As the film opens, we see a sunset, or maybe it’s a sunrise, we aren’t exactly sure, yet. We meet an average family as they drive through the remote New Zealand landscape. Two young teenage brothers bicker in the backseat, Maika (Billy Paratene) and Jordan (Frankie Paratene). Jill (Miriama McDowell) and Hoaggie (Erik Thomson) are up front, they are playful with each other. Their dynamic is anomalous. It could be any family.

Eventually, they get out of the car hike to a lake, high and far from the road. Their picnic is sprawled out, no cares in the world until two men, Tubs (Matthias Luafutu) and Mandrake (Daniel Gillies) appear in frame. The audience clearly sees them, but the family hasn’t noticed them. The moment is reminiscent of David Fincher’s Zodiac.

Courtesy of Sundance Institute

There is an inevitability to the moment. Jill gives them the keys to the car. They throw their phones and wallets to them. They have plans though. Nothing will change their trajectory. So, the family is dragged on a road trip, forced into the claustrophobic hell of their luxury SUV.

Coming Home in the Dark isn’t necessarily a film you will have fun with. The violence in the film is bluntly and harshly delivered. But there is no doubt it is effective. Ashcroft constructs every moment to achieve maximum tension. Teasing out an unnerving and astonishing performance from Daniel Gillies as the central villain. The other standout is Erik Thomson who walks a perfect line. The audience can sense there is something he’s withholding, trying to play his cards correctly, but how do you play a card game when you don’t quite know the rules?

When we do realize the reason behind what’s happening to this family, it is hard to not wonder, “was the crime worth the sentence?” Of course, that’s part of the point. Ashcroft is dealing with how our societies fail our youth. And, as that final shot comes, the audience circles back and is reminded of the question, was that opening shot a sunset or a sunrise? A beautiful that haunts the entire moment.

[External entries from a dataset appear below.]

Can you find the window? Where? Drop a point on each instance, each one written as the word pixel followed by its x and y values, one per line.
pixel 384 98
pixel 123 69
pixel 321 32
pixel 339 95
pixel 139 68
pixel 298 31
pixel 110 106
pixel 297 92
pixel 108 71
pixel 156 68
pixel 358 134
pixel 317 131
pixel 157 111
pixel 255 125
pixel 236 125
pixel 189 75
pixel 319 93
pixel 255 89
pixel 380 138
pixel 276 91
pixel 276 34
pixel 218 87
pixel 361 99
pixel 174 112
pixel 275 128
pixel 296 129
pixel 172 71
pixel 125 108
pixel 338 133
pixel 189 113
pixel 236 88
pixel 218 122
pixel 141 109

The Haneke comparison is accurate, but he hasn’t crafted something as morally complex or as ambiguous as something like Cache or The White Ribbon. But those are true masterpieces dealing with implications of one’s actions or a country’s actions. The comparison is deserved because Ashcroft shows considerable craftsmanship in his direction. There’s no doubt he has a masterpiece in him, and I can’t wait to see what he does next.